- Abstract: Deep neural networks are vulnerable to adversarial examples: input data that has been manipulated to cause dramatic model output errors. To defend against such attacks, we propose NeuralFingerprinting: a simple, yet effective method to detect adversarial examples that verifies whether model behavior is consistent with a set of fingerprints. These fingerprints are encoded into the model response during training and are inspired by the use of biometric and cryptographic signatures. In contrast to previous defenses, our method does not rely on knowledge of the adversary and can scale to large networks and input data.

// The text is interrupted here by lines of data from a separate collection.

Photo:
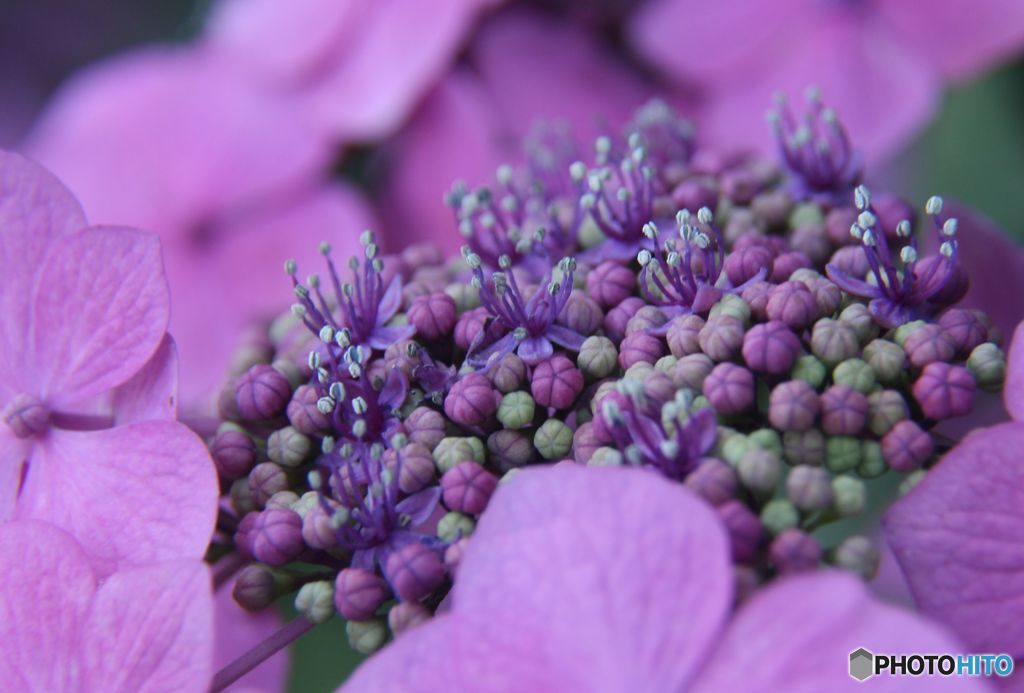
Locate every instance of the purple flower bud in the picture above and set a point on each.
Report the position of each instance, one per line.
(729, 388)
(276, 536)
(233, 453)
(609, 284)
(795, 551)
(844, 410)
(944, 391)
(721, 337)
(906, 447)
(414, 571)
(743, 527)
(793, 303)
(793, 405)
(640, 347)
(771, 347)
(358, 593)
(471, 400)
(433, 315)
(714, 480)
(261, 392)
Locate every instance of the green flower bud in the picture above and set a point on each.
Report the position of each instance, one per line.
(553, 440)
(850, 495)
(315, 601)
(856, 374)
(454, 525)
(516, 409)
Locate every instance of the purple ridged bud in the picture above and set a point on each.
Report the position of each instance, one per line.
(276, 536)
(467, 487)
(261, 393)
(414, 571)
(944, 391)
(771, 347)
(433, 315)
(233, 453)
(793, 303)
(795, 551)
(844, 410)
(721, 337)
(358, 593)
(743, 527)
(471, 401)
(714, 480)
(640, 347)
(729, 388)
(906, 447)
(610, 284)
(929, 344)
(793, 405)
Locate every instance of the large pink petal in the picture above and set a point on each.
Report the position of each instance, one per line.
(798, 636)
(136, 493)
(957, 536)
(99, 313)
(151, 629)
(986, 32)
(35, 210)
(46, 587)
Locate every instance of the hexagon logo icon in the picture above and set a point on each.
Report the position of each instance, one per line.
(861, 664)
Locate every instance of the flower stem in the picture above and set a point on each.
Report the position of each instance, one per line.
(254, 657)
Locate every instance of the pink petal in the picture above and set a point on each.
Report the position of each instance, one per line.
(986, 32)
(151, 629)
(798, 636)
(132, 494)
(46, 586)
(99, 314)
(957, 536)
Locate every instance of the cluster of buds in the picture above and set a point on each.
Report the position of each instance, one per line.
(784, 348)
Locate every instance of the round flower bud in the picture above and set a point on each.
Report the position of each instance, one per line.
(467, 487)
(366, 637)
(598, 357)
(855, 374)
(851, 495)
(804, 447)
(770, 347)
(609, 284)
(779, 515)
(261, 392)
(729, 388)
(809, 488)
(553, 440)
(759, 471)
(793, 405)
(988, 365)
(844, 410)
(424, 426)
(414, 571)
(233, 452)
(275, 536)
(721, 337)
(859, 556)
(714, 480)
(906, 446)
(682, 335)
(809, 370)
(795, 551)
(743, 528)
(471, 401)
(944, 391)
(288, 447)
(885, 409)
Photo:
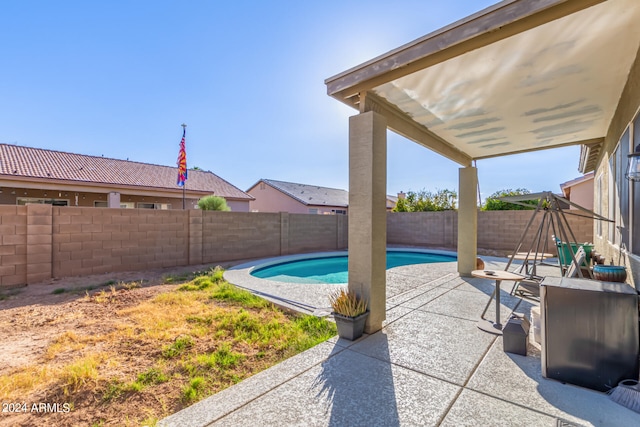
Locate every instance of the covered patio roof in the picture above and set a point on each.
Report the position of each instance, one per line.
(519, 76)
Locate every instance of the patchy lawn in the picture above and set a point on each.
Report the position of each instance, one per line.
(130, 353)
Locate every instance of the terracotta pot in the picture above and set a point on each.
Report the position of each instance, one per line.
(610, 273)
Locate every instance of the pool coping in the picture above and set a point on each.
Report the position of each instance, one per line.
(300, 297)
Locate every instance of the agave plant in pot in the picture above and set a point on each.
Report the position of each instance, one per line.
(349, 312)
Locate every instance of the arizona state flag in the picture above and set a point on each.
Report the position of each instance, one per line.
(182, 161)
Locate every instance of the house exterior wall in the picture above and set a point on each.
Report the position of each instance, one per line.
(89, 199)
(268, 199)
(607, 243)
(238, 206)
(13, 246)
(497, 230)
(582, 194)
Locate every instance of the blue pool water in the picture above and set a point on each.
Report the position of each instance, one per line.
(335, 269)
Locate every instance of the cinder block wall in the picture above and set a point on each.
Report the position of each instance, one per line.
(100, 240)
(230, 236)
(309, 233)
(13, 246)
(434, 229)
(39, 242)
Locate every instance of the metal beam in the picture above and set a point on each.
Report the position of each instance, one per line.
(548, 147)
(404, 125)
(495, 23)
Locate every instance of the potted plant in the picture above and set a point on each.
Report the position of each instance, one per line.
(349, 312)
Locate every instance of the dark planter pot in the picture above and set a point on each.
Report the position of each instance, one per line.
(350, 328)
(610, 273)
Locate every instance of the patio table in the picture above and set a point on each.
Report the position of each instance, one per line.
(532, 257)
(486, 325)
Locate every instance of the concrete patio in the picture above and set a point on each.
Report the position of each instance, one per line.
(429, 366)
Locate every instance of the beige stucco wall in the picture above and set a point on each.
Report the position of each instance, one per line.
(582, 194)
(625, 112)
(268, 199)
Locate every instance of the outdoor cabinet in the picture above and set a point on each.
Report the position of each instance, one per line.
(589, 332)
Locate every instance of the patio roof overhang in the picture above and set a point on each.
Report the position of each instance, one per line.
(519, 76)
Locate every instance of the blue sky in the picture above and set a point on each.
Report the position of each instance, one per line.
(117, 78)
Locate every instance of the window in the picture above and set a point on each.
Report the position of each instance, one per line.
(612, 198)
(634, 191)
(598, 204)
(54, 202)
(123, 205)
(622, 191)
(163, 206)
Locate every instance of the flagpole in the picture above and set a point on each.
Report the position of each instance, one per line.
(184, 129)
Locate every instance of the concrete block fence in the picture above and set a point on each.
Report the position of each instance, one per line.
(40, 242)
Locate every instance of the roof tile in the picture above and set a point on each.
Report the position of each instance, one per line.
(40, 163)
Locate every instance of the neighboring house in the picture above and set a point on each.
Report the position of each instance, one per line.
(280, 196)
(35, 175)
(579, 191)
(392, 201)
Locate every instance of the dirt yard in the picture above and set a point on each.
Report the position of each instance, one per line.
(33, 317)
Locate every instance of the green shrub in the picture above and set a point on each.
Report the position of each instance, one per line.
(493, 204)
(213, 203)
(422, 201)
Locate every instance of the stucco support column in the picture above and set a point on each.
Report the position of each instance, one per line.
(467, 220)
(368, 213)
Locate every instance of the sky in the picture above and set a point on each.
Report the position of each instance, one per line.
(118, 78)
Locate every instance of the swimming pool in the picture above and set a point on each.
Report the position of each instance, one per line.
(334, 269)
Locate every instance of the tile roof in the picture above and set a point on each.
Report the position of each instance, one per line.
(311, 194)
(17, 161)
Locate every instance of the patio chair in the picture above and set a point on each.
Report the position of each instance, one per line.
(580, 256)
(530, 288)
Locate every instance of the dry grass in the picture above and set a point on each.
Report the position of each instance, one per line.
(161, 354)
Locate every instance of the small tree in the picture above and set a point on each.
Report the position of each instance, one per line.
(213, 203)
(493, 204)
(421, 201)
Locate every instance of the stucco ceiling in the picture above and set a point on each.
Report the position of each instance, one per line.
(550, 84)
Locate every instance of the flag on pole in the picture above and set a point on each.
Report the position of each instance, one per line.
(182, 160)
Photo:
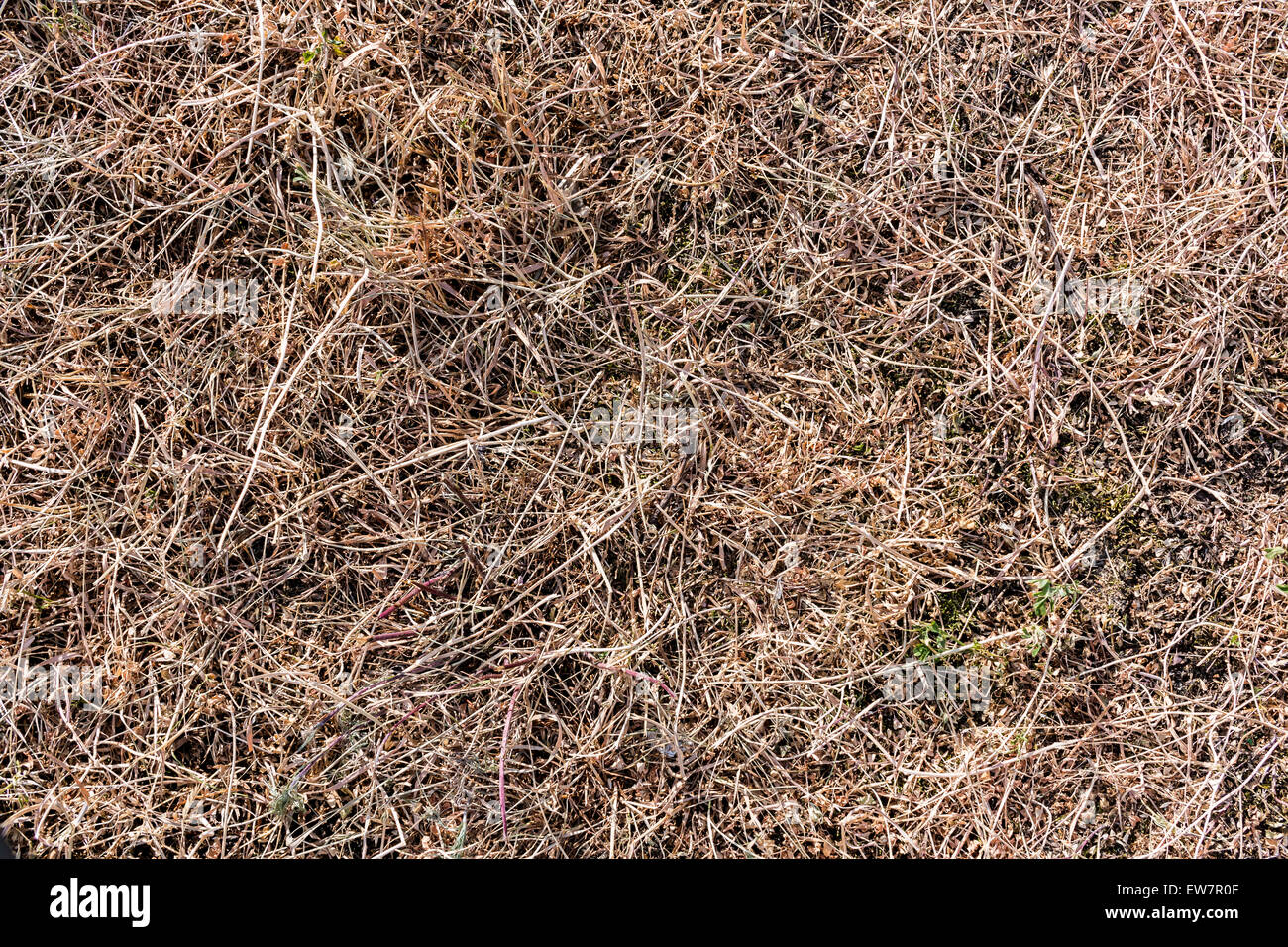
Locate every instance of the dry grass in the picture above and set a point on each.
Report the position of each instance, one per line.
(426, 590)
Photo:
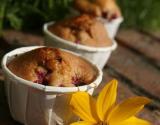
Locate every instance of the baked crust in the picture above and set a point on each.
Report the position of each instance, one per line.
(51, 66)
(84, 29)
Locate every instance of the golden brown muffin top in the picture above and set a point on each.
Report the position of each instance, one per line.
(84, 29)
(51, 66)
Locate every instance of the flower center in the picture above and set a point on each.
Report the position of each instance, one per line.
(101, 123)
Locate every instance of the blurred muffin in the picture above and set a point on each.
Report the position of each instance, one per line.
(54, 67)
(107, 9)
(84, 29)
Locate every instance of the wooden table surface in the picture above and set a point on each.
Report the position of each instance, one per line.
(135, 64)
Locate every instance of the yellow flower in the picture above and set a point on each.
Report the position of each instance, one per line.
(104, 111)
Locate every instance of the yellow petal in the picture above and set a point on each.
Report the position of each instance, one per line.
(127, 109)
(82, 123)
(106, 99)
(134, 121)
(84, 106)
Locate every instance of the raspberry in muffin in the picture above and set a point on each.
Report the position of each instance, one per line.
(54, 67)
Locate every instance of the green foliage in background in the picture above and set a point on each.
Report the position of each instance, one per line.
(31, 14)
(143, 14)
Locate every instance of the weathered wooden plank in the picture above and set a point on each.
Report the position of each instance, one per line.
(139, 72)
(125, 92)
(141, 43)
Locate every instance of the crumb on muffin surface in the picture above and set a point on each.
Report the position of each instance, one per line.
(54, 67)
(83, 29)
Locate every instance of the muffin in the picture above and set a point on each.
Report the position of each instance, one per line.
(53, 67)
(107, 9)
(83, 29)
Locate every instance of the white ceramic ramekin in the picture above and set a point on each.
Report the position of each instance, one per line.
(35, 104)
(97, 55)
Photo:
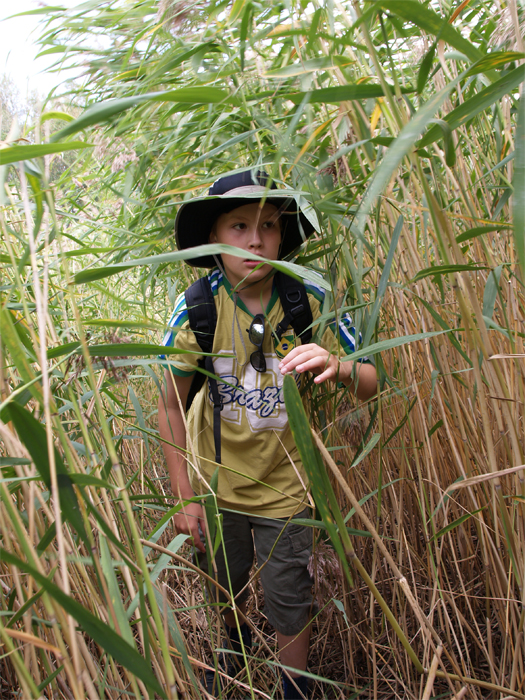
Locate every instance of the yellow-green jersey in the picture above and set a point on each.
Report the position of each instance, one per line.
(261, 471)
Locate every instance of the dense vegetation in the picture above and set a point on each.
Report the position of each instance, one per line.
(402, 123)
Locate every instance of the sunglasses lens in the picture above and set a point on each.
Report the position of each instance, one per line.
(257, 361)
(257, 332)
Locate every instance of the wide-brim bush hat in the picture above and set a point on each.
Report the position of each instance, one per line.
(196, 217)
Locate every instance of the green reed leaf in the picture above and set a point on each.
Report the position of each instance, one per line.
(33, 435)
(104, 111)
(14, 154)
(476, 104)
(518, 184)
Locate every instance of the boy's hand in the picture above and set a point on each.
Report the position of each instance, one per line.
(187, 521)
(313, 358)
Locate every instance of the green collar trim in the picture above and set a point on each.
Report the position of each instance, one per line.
(229, 290)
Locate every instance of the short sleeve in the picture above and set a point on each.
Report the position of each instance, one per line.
(339, 336)
(179, 335)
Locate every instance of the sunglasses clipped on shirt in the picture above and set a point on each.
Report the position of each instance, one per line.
(256, 336)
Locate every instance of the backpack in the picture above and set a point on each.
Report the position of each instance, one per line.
(202, 316)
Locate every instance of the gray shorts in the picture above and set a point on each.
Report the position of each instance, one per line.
(282, 560)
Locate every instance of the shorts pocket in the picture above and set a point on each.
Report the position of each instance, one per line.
(300, 537)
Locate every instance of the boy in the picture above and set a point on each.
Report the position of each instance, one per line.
(261, 477)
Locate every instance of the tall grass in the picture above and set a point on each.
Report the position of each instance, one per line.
(402, 123)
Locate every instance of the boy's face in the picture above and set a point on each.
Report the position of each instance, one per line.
(252, 228)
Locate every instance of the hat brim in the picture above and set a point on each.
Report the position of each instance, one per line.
(196, 217)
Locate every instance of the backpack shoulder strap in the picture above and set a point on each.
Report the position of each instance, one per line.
(202, 315)
(297, 311)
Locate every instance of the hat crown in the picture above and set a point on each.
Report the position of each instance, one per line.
(245, 178)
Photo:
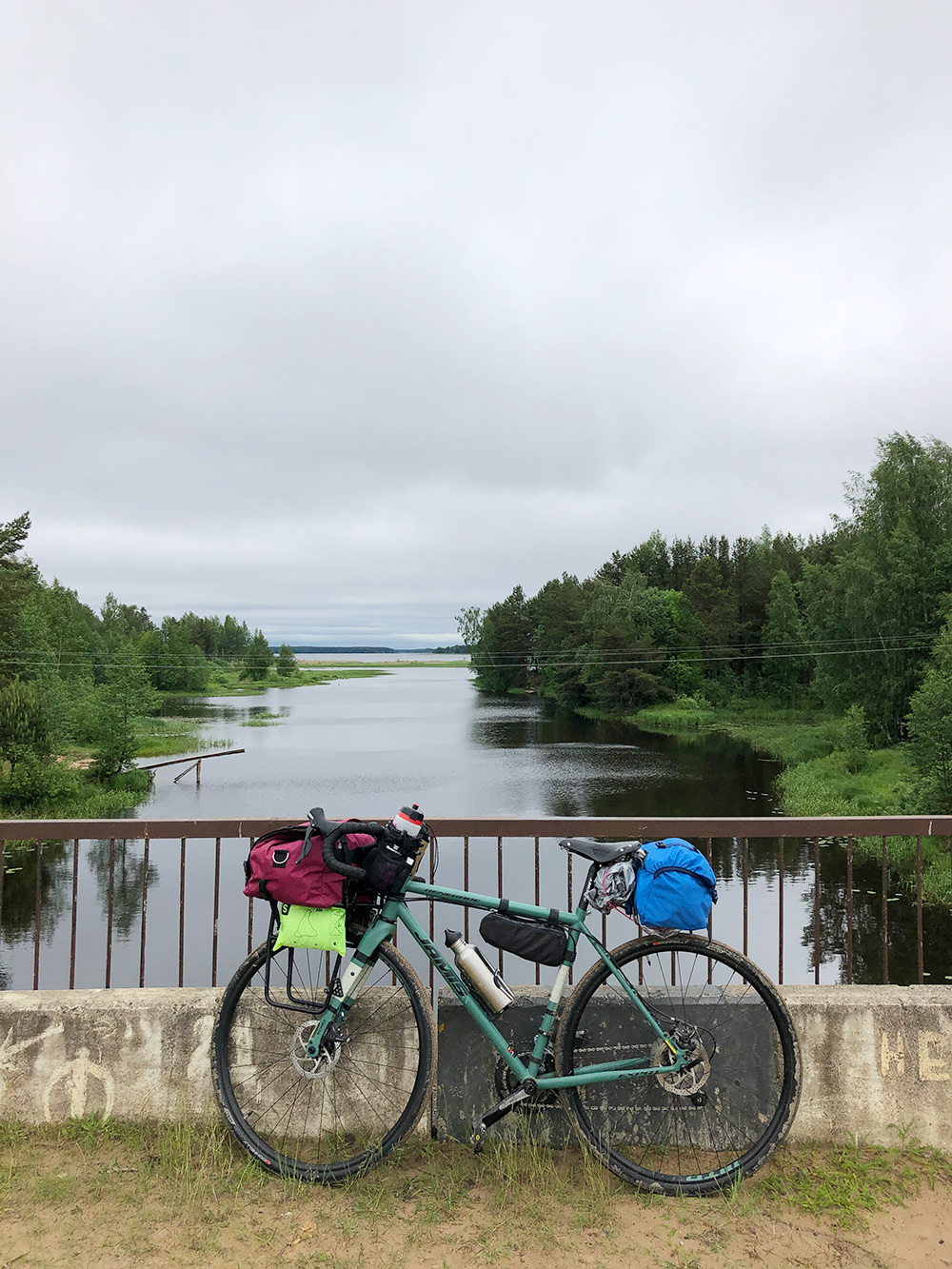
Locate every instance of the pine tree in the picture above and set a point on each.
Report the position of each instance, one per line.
(258, 658)
(784, 662)
(931, 731)
(125, 697)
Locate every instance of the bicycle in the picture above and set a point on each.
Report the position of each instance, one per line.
(674, 1058)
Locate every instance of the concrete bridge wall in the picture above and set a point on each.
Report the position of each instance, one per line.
(874, 1059)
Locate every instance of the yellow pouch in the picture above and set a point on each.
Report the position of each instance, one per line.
(320, 928)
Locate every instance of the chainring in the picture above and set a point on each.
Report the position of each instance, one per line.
(506, 1082)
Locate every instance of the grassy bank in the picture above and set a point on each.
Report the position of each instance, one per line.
(821, 778)
(112, 1195)
(391, 665)
(228, 683)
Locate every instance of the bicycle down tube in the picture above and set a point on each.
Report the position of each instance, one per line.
(398, 910)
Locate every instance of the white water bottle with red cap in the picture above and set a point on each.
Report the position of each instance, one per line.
(409, 820)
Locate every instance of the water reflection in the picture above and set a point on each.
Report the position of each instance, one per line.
(364, 746)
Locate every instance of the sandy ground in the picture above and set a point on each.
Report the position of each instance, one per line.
(70, 1204)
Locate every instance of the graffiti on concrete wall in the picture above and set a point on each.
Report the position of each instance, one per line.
(929, 1059)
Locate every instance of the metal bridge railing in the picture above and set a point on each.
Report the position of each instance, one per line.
(832, 877)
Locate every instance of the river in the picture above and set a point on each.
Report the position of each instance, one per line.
(366, 746)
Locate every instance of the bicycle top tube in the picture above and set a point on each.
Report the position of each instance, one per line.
(468, 899)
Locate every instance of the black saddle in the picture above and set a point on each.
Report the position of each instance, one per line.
(600, 852)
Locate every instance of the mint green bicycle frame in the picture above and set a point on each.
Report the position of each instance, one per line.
(396, 910)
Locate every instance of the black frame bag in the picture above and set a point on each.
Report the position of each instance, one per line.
(543, 942)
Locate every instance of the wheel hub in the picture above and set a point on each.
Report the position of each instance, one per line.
(687, 1081)
(310, 1065)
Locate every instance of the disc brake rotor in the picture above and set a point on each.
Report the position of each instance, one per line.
(320, 1065)
(691, 1078)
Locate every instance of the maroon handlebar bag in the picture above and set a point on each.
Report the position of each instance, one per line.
(278, 868)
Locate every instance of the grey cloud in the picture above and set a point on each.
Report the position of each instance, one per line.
(565, 274)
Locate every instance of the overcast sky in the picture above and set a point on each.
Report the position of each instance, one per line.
(341, 316)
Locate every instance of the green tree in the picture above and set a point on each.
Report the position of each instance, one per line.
(853, 742)
(258, 658)
(931, 731)
(288, 662)
(784, 664)
(882, 582)
(25, 724)
(499, 643)
(125, 697)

The benefits of our method are that 1) it is fast, 2) it is prohibitively expensive for an attacker to reverse-engineer which fingerprints were used, and 3) it does not assume knowledge of the adversary. In this work, we 1) theoretically analyze NeuralFingerprinting for linear models and 2) show that NeuralFingerprinting significantly improves on state-of-the-art detection mechanisms for deep neural networks, by detecting the strongest known adversarial attacks with 98-100% AUC-ROC scores on the MNIST, CIFAR-10 and MiniImagenet (20 classes) datasets. In particular, we consider several threat models, including the most conservative one in which the attacker has full knowledge of the defender's strategy. In all settings, the detection accuracy of NeuralFingerprinting generalizes well to unseen test-data and is robust over a wide range of hyperparameters.
- Keywords: Adversarial Attacks, Deep Neural Networks
- TL;DR: Novel technique for detecting adversarial examples -- robust across gradient-based and gradient-free attacks, AUC-ROC >95%